A Partial Differential Equation is a Differential Equation which has more than one independent variable: $u(x,y), u(t,x,y), …$
For instance:
\begin{equation} \pdv{U}{t} = \alpha \pdv[2]{U}{x} \end{equation}
Key Intuition
- PDEs may have no solutions (unlike Uniqueness and Existance for ODEs)
- yet, usually, there are too many solutions—so… how do you describe all solutions?

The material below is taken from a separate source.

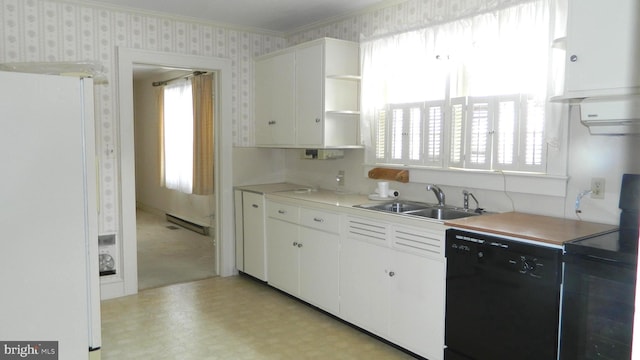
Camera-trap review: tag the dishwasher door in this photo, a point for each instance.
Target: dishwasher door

- usually, there are no explicit formulas
Laplacian of \(u(x,y)\)
Examples
Heat Equation
See Heat Equation
Wave Equation
see Wave Equation
Transport Equation
\begin{equation} \pdv{u}{t} = \pdv{u}{x} \end{equation}
generally any \(u = w(x+t)\) should solve this
Schrodinger Equation
We have some:
\begin{equation} u(x,t) \end{equation}
and its a complex-valued function:
\begin{equation} i \pdv{u}{t} = \pdv[2]{u}{x} \end{equation}
which results in a superposition in linear equations
Nonlinear Example
\begin{equation} \pdv{u}{t} = \pdv[2]{u}{x} + u(1-u) \end{equation}
this is a PDE variant of the logistic equation: this is non-linear
Monge-Ampere Equations
\begin{equation} u(x,y) \end{equation}
Hessian
\begin{equation} Hess(u) = \mqty(\pdv[2]{u}{x} & \frac{\partial^{2} u}{\partial x \partial y} \\ \frac{\partial^{2} u}{\partial x \partial y} & \pdv[2]{u}{y}) \end{equation}
If we take its determinant, we obtain:
\begin{equation} \pdv[2]{u}{x} \pdv[2]{u}{y} - \qty(\frac{\partial^{2} u}{\partial x \partial y})^{2} \end{equation}
Traveling Wave
For two-variable PDEs, it is called a Traveling Wave if solutions to \(u\) takes on the form:
\begin{equation} u(t,x) = w(x-ct) \end{equation}
for some constant \(c\), and where \(w(x)\) is a function which depends on only one of the two variables.